Women's magazine in Romania

Femeia (The Woman) is a women's magazine in Romania which was established in 1878. From 1946 on, it served as one of the propaganda publications of the Communist regime. The title was acquired and restarted by the Finnish media company Sanoma in 2006 as a mainstream women's magazine.

==History and profile==
Founded in 1878, Femeia has adopted different political stances. These can be divided into three headings, as follows:

===Feminist magazine===
The magazine was started in Bucharest in 1878 under the title Femeia română: ziarul social, literar şi casnic (Romanian woman: A social, literary, and domestic magazine). Its founders were a group of women led by Maria Flechtenmacher. The magazine adopted a feminist approach, making it one of the early Romanian publications focusing on women. The magazine's slogan was Libertate prin lumină! (Romanian: Liberty through Light).
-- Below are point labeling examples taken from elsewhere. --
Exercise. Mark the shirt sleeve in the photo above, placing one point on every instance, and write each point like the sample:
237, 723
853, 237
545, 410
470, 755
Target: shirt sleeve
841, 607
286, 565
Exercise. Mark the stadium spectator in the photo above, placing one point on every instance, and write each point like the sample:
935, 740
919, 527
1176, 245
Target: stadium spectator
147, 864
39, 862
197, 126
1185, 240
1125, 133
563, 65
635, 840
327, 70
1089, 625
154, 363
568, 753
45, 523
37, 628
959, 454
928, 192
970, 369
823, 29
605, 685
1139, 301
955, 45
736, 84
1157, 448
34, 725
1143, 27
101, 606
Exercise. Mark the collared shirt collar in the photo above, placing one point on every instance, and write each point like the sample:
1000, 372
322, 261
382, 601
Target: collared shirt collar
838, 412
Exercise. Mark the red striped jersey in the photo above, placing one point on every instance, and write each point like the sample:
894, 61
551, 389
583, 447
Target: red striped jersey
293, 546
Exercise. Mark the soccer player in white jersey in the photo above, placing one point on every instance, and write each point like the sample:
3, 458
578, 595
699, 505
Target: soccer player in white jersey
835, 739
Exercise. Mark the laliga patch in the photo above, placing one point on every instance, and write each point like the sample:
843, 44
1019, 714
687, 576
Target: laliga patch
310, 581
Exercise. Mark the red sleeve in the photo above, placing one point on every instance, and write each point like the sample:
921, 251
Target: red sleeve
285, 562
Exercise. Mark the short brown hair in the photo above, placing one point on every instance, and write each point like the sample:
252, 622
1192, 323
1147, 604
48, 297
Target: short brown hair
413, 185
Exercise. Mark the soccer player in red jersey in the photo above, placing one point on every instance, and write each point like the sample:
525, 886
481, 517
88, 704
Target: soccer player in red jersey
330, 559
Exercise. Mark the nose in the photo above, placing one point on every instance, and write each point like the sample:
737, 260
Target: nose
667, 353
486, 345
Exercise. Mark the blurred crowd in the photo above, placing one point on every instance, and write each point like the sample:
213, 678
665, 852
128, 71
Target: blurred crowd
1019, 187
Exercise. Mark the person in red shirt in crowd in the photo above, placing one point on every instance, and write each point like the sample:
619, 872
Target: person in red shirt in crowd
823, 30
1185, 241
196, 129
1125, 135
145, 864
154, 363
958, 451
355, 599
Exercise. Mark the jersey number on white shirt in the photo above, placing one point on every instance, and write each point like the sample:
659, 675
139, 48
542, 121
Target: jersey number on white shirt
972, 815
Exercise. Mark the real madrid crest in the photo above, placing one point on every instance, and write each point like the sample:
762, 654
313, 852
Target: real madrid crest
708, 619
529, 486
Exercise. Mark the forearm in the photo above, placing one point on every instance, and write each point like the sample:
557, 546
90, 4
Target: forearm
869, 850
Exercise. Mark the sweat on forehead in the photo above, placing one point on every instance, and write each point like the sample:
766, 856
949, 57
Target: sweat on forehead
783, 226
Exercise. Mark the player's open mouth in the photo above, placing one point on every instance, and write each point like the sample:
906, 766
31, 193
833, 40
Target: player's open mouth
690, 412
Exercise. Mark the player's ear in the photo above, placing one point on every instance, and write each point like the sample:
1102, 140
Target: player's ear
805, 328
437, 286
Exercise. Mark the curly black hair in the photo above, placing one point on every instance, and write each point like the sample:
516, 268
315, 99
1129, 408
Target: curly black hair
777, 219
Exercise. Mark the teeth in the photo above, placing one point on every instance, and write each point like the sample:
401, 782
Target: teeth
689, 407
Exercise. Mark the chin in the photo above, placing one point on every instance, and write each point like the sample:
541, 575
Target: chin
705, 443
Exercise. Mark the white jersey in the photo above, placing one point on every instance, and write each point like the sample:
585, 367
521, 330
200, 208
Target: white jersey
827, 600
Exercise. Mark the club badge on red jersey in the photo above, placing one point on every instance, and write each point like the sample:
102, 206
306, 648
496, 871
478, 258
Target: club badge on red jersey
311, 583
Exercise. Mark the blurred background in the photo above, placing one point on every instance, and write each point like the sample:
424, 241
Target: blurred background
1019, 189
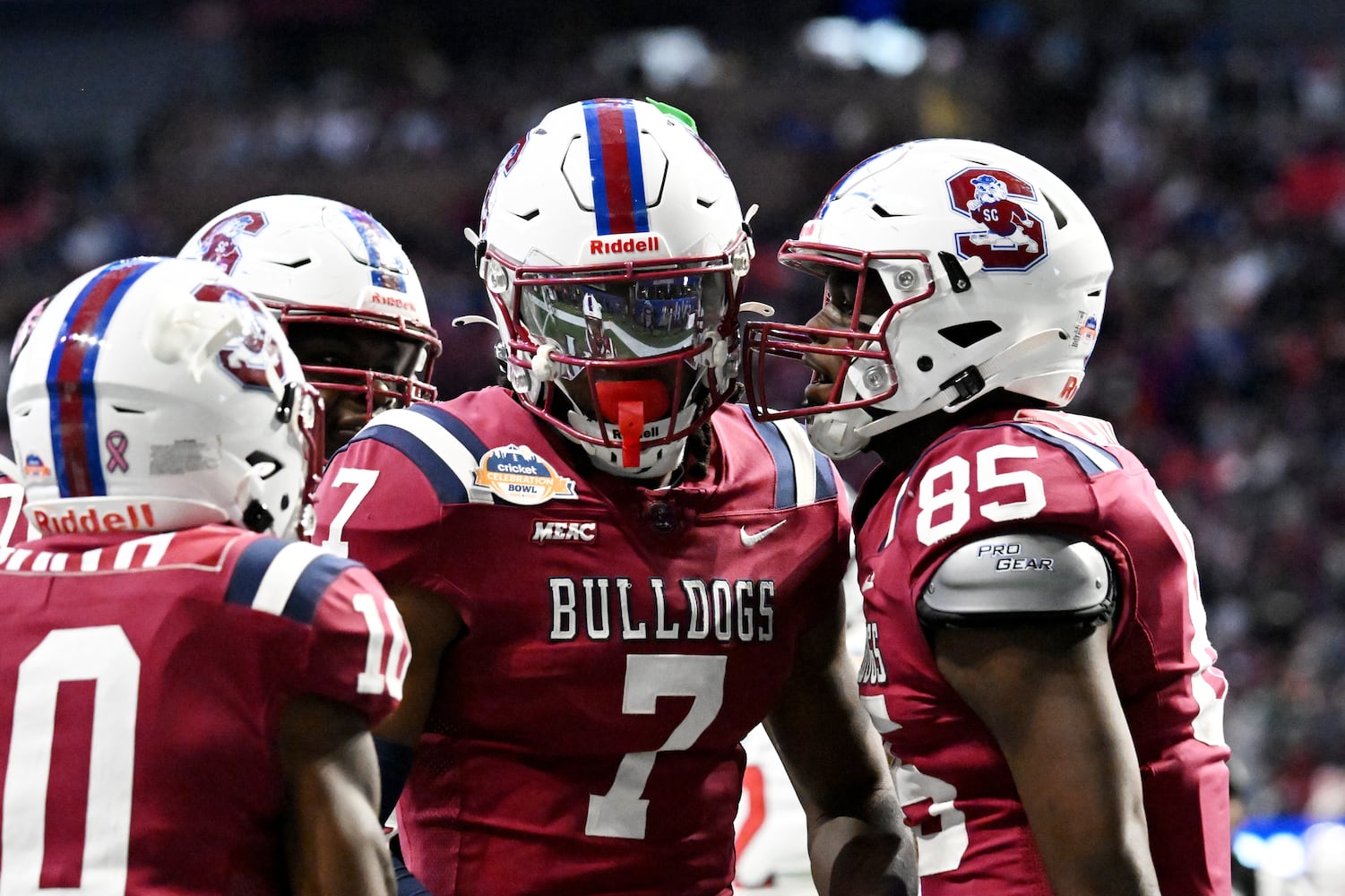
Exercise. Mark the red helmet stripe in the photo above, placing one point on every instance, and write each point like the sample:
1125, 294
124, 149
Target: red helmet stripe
70, 380
617, 168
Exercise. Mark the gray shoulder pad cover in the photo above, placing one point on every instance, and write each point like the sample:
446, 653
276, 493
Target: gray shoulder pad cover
1028, 573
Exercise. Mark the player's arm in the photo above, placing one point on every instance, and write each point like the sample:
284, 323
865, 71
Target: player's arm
857, 839
1025, 646
333, 837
It reported significant events for women, including the First International Congress of Women's Rights held in Paris in 1878. It was one of the supporters of the establishment of women's associations in the United Principalities of Moldavia and Wallachia. The Romanian novelist Sofia Nădejde was among the notable contributors to the magazine, which came out twice per week until 1881 and produced 230 issues during this period.

===Communist magazine===
The magazine was renamed Femeia Muncitoare (Romanian: The Working Woman) in 1946, becoming one of the propaganda periodicals of the Communist government. It was attached to the National Council of Women and frequently reported the women-related decisions of the Communist Party. It also featured articles on women's rights, their condition in the modern society, health, beauty, housework, literature and fashion topics. The magazine came out monthly. It had a sister publication entitled Dolgozó nő which was printed in Hungarian language.

Femeia fulfilled its propagandistic role until the 1990s, along with Săteanca (Romanian: The Country Woman), targeting women. It was an imitation of the Soviet women's magazine Rabotnitsa in terms of its content, layout, and strict communist ideology as late as 1960. Over time, Femeia developed its own political stance and design, which were a reflection of the changes in the ideology of the Romanian Communist Party. Thus, the magazine supported much softer communist ideology between 1960 and 1965. Femeia focused on cosmopolitism from 1965 to 1972 but then returned to its former stance, a softer communist ideology, in the period between 1972 and 1979. It adopted a much stricter communist stance from 1980 to 1989.

===Mainstream women's magazine===
The license for Femeia was acquired by Sanoma in 2006, and it was restarted as a monthly magazine. Its target audience is women aged between 25 and 45, and the magazine mostly features articles on fashion, beauty, home decoration, and hobbies. Sanoma Hearst Romania, publisher of the magazine, claimed 459,000 readers for Femeia in 2008.